Yeah, this was fun --- I hope you have fun if you try this haha. I will probably make a video of how to setup this PoC later, if someone wants to make a better text tutorial --- go ahead, I will not be offended lol.

 

[Asphyxia]

Setting the corrupt BMP as your avatar METHODS:

1. Maybe it would be possible to modify the way in which Qt5Gui.dll works by making it believe the invalid/corrupt BMP file is indeed valid.
2. Decryption of the protocol would be nice, then we could potentially check out how an image is set at the protocol level, from there we could do the same thing with the corrupt BMP binary.
3. A plugin in the TeamSpeak 3 client or potentially hooking the client in some way. Manipulating the way in which the TeamSpeak 3 client operates to force it to send the request to the server to set the corrupt BMP file.

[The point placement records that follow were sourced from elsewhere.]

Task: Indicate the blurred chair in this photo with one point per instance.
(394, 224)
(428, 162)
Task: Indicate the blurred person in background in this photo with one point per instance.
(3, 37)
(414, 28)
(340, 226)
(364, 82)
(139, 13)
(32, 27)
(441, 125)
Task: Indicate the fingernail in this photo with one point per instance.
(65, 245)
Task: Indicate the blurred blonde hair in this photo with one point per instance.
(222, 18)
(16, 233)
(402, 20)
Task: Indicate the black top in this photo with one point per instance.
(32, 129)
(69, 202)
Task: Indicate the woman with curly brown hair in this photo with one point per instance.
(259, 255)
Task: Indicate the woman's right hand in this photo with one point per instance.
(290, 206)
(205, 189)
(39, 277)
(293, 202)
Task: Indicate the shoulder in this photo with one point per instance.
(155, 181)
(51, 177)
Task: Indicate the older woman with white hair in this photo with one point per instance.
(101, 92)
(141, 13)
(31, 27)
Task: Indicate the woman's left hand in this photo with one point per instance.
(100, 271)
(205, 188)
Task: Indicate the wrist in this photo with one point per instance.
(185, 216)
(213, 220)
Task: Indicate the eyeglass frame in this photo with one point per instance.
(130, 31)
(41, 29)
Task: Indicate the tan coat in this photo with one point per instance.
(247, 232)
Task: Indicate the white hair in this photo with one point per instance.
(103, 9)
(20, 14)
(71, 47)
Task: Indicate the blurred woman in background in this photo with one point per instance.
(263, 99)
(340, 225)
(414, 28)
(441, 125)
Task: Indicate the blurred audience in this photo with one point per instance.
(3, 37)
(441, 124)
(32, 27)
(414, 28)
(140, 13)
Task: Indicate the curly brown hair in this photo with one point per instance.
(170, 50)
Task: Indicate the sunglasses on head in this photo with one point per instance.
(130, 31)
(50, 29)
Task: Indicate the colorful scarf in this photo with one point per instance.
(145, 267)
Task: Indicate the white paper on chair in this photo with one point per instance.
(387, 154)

Can anyone think of another way?

 

[ehthe]

The plugin way seems totally possible. I'm gonna try to come up with something

 

[Asphyxia]

The plugin way seems totally possible. I'm gonna try to come up with something

I barely looked into the plugin method. I am focusing more on the protocol method, #2. I noticed though that there was mentioning on the TeamSpeak 3 forum saying it was not possible to set an avatar with a plugin, supposedly it is not even possible with the SDK, with the SDK you can supposedly downloading avatar images --- but someone claimed uploading is not a possibility with a plugin nor SDK. I am not saying don't try, because that person could be wrong or maybe they just could not figure it out.. but I REALLY hope you can figure it out, that would be amazing. I am going to keep trying to work on the protocol method.

 

[ehthe]

I tried but as always there's a huge lack of doc. sendfile and requestdeletefile are not documented. So it's hit and miss right now x)

unsigned int sendFile(uint64 serverConnectionHandlerID, uint64 channelID, const char* channelPW, const char* file, int overwrite, int resume, const char* sourceDirectory, anyID* result, const char* returnCode);



ts3Functions.sendFile(serverConnectionHandlerID, 0, NULL, "filename", 1, 0, "sourcedirectory", &onresult, "simpleonreturncode");

 

[ehthe]

Could you please share the command sent when requesting to upload an avatar ?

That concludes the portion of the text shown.